The authors illustrate their method’s value through four very different case studies: excessive flooding in Thailand (2010), an exceptionally cold winter in Peru (2013), extreme rainfall in Colombia (2006), and drought in Somalia (2010-11). These extreme events were chosen because they were highly impactful (each with high loss of life) and occurred in areas with skillful regional models. The analysis uses three steps to provide information across timescales on detection, attribution, and projection of similar hazards in each region: 1) use the available observational record to detect trends; 2) test attribution of trends from the first step to climate change, natural variability, or a combination; and 3) assess future risks of such hazards through multiple model projections in both 1.5°C and 2°C future climate scenarios. For each event the authors report the projected return interval for similar extreme events – information that can directly inform decision making. 

The authors found a higher risk of future flooding in Thailand, though they were unable to attribute the event to climate change (likely due to the limited observational record). In Peru’s cold snap, observations demonstrate declining extremes, and models project pronounced declines in future cold extremes – in fact, future 2°C scenario models suggest such an extreme may never happen again in the region. In Columbia’s extreme rainfall, no observational trend was found, and while models indicate a likely decrease in such events in future, the projection was not significant. Finally, in Somalia’s drought, no trend was found in the observational record,  and the different models disagreed on whether such events will be more or less common in future, underscoring a lack in understanding on season-specific processes that were driving the drought. 

The authors cede that the one issue with this past-present-future analysis is that past trends (which draw on a combination of observations and model results) cannot be directly compared to future projection results (model only results). However, great value still exists in considering past trends and attribution alongside future projections. If observed trends agree with future projections (as in Thailand and Peru), that validates our understanding of the event’s underlying drivers, and improves our ability to predict whether such extremes must be planned for more or less in future. Even when observed trends and projections do not agree (as in Colombia and Somalia), flagging where additional research is needed to understand the complexity of underlying processes driving regional extremes is still valuable.

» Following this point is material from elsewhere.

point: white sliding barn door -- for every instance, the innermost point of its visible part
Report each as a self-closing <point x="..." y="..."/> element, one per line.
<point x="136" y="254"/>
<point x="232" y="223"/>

This approach to assessing current and future risks of extreme events on a regional scale is new, but it holds immense promise. The approach provides a unique and relatively seamless means of contextualizing attribution and projection, which can either validate our understanding of extreme event drivers, or call attention to where additional processes understanding is needed. And ultimately, this kind of knowledge is invaluable to decision makers who need regionally-specific information on how to prepare for extreme events in a changing climate.

Otto, F.E., Philip, S., Kew, S., Li, S., King, A. and Cullen, H., (2018) Attributing high-impact extreme events across timescales—a case study of four different types of events. Climatic Change, 149(3-4), pp.399-412.